Omelia per l’80° anniversario della strage del 22 luglio 1944

San Miniato, Cattedrale ore 11
22-07-2024

 

Letture: Can 3, 1-4; Sal 62; Gv 20, 1-2.11-18

«Donna, perché piangi?»

La domanda dell’angelo a Maria Maddalena risuona per noi oggi, e anche se son passati 80 anni da quel 22 luglio 1944, il dolore e la desolazione rimangono forti. La domanda anzi assume un peso sempre più grande, vedendo attorno a noi stringersi il cerchio della guerra, della nuova corsa a moltiplicare le armi, cosa che avremmo mai più pensato non dovesse più accadere. La guerra assurda e diabolica, scatenata allora da sistemi e ideologie inumane, ma anche oggi sempre frutto della volontà di imporre con la forza e il potere la propria idea e i propri interessi, distrugge tutto. Distrugge nell’odio la naturale fratellanza umana, ci chiude in schieramenti e gruppi avversi, lascia la scia dell’odio, germe di nuove guerre.

«Donna, perché piangi? Chi cerchi?» Gesù, che Maddalena non riconosce, chiusa nel suo pianto, ripetendo la stessa domanda, ne aggiunge un’altra. «Chi cerchi?»

Non cosa cerchi, ma chi cerchi. La invita a una presa di coscienza più profonda, che interpella anche noi. Infatti l’insoddisfatta ricerca della pace, della giustizia, della fratellanza tra gli uomini, segnala una meta più profonda, un Tu misterioso, che chiama a sé ogni persona umana, il misterioso Tu di Dio.

Anche noi cerchiamo nella notte, come dice il testo del Cantico dei Cantici, l’amore della nostra vita, «lungo la notte, ho cercato l’amore dell’anima mia; l’ho cercato, ma non l’ho trovato». Non l’ho trovato: non finisce mai la ricerca di quell’amore totale, pieno di pace e verità, di giustizia e di bellezza, per cui ognuno vibra.

Dio, a cui oggi, nella certezza della fede o nella precarietà della ricerca nel buio, ci rivolgiamo pregando per queste vittime innocenti della barbarie della guerra, rimane al di là della nostra comprensione. Il salmo ci ha fatto dire: «O Dio, tu sei il mio Dio, dall’aurora io ti cerco, ha sete di te l’anima mia, desidera te la mia carne in terra arida, assetata, senz’acqua». Desiderio e ricerca che non finisce mai, dall’apertura infinita. Per questo ogni uomo, il più piccolo e debole, vale più di ogni idea o interesse, perché è rapporto con l’infinito e perciò porta una dignità infinita, come recentemente ha ridetto a tutti Papa Francesco.
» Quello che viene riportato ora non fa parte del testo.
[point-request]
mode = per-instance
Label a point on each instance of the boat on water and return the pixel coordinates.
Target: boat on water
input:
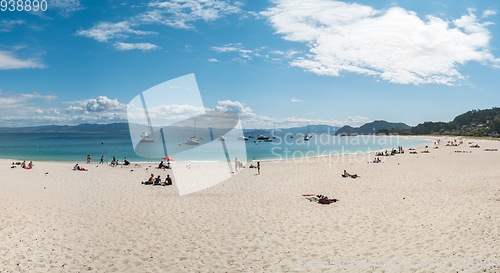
(307, 136)
(193, 140)
(145, 138)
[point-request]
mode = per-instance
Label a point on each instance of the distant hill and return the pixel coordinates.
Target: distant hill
(124, 128)
(82, 128)
(371, 128)
(484, 122)
(313, 129)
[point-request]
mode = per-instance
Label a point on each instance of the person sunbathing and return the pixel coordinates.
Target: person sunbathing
(150, 181)
(161, 165)
(157, 181)
(78, 168)
(347, 175)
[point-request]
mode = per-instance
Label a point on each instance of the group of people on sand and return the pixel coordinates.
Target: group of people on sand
(393, 152)
(348, 175)
(164, 166)
(23, 165)
(377, 160)
(157, 181)
(113, 163)
(78, 168)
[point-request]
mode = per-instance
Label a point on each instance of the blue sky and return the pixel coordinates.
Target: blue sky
(284, 61)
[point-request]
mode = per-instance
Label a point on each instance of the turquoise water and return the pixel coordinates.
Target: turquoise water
(76, 147)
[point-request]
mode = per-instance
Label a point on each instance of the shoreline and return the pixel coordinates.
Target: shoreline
(432, 206)
(259, 160)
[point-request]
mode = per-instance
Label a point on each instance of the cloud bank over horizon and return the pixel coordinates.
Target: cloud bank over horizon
(394, 44)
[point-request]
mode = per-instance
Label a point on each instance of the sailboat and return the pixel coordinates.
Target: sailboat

Per Maria Maddalena, però, quel Tu misterioso e inattingibile che fonda la dignità irriducibile di ogni persona, aveva assunto le fattezze umane di Gesù, la sua voce. Proprio la voce di Gesù che la chiama per nome, «Maria!» la libera dal loop, dal cerchio chiuso della sua disperazione, la riporta a sperare, ad alzare la testa.

Come lei, che diventa la prima testimone della resurrezione – «Raccontaci, Maria: che hai visto sulla via? La tomba del Cristo vivente, la gloria del Cristo risorto» – anche noi pieni di domanda sul perché di ogni morte innocente, non alziamo le nostre mani in preghiera verso un Dio lontano e muto, ma verso Gesù, che ci ha chiamati per nome, che ha chiamato per nome ognuno di quei nomi che abbiamo letto poco fa, che si piega sul nostro dolore e lo porta sulla croce per noi.

O Gesù, dona ai nostri morti la tua pace, dona all’umanità incapace di amare, la tua pace.

Dice Erick Emmanuel Schmitt nell’opera che si rappresenta in queste sera qui in piazza, parlando di Gerusalemme: «Le pietre riescono in qualcosa che gli uomini sono incapaci di realizzare: la coesistenza. Le pietre sanno di essere pietre, fatte di una materia comune, e di avere forme soltanto per acquisizione. L’umanità, per quanto riguarda sé stessa, si ostina invece a dimenticarlo».

Gesù aiutaci a ritrovare la coscienza di essere tutti fratelli, tutti figli di un amore infinito, e facci costruttori, artigiani, di vera pace tra gli uomini, di quella pace che è così fragile e necessaria, oggi come ottant’anni fa.